Making Food Banks Healthier
The Sacramento Food Bank is changing its reputation to one that offers more locally-sourced and organic foods to its regular patrons.
Five years ago, the Sacramento Food Bank decided to cut ties with its past as a standard food distribution center that handed out processed foods and bagged sweets to its recipients. CEO Blake Young realized with shock one day that this organization, which was intended to feed disadvantaged people, was actually putting them at a greater disadvantage by providing them with unhealthy foods.

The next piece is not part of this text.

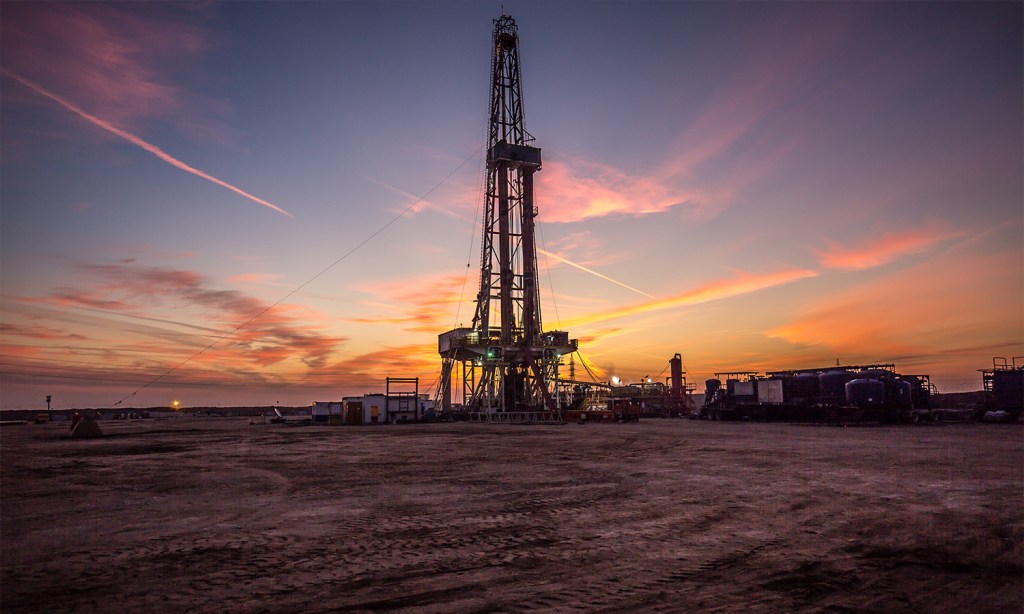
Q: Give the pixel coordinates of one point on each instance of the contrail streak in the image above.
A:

Young decided to transform how the food bank operated, seeing Sacramento's location in the center of agriculture-rich California as a key advantage. Young and his staff partnered with local farmers to dramatically increase the amount of fresh produce in their patrons' diets.
As a way to address the food desert crisis that is prevalent throughout California, the Sacramento Food Bank also moved distribution sites to around two dozen neighborhood schools and churches.

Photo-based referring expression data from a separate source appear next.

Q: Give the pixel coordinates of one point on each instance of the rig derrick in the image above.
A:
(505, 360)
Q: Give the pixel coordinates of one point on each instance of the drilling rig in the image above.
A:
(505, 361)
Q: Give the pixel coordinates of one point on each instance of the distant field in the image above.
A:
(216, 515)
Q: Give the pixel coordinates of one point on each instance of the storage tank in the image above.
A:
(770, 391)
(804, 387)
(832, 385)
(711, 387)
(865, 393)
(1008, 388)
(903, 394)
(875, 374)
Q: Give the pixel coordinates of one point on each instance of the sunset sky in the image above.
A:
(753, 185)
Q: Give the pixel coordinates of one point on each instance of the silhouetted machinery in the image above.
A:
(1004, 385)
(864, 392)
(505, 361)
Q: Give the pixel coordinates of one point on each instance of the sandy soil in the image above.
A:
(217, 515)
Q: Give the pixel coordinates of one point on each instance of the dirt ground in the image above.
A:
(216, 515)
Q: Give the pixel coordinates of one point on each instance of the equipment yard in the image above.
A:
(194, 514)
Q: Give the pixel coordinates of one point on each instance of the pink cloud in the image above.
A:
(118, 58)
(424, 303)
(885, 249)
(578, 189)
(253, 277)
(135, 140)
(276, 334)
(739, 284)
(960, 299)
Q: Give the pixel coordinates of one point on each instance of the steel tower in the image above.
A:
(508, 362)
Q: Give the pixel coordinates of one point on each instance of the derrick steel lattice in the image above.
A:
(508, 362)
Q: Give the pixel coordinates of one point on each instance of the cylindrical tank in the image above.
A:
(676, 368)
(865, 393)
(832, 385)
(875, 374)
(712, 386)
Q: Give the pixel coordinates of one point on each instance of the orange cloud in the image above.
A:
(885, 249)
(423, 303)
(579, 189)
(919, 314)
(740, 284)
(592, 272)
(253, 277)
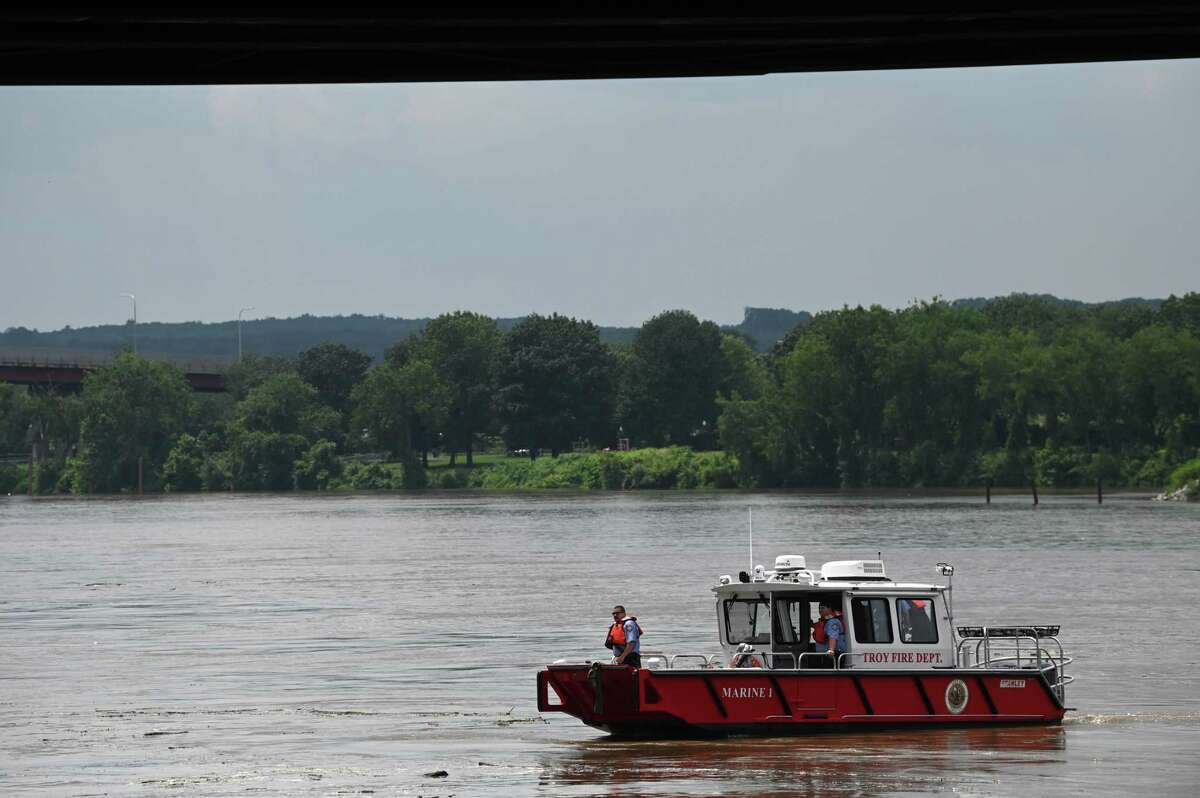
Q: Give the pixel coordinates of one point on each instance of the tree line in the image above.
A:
(1018, 391)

Nutrition activists like Michael Pollan applaud movements towards healthier food banks, as he laments that America's food banks "have been giving out the worst kind of food...that contribute to obesity and chronic disease" for too long.
Since the program's makeover, the number of families served has grown from 8,000 to nearly 20,000. Making healthy, organic food accessible to America's most disadvantaged people is an important step towards reducing national health risks and inequality.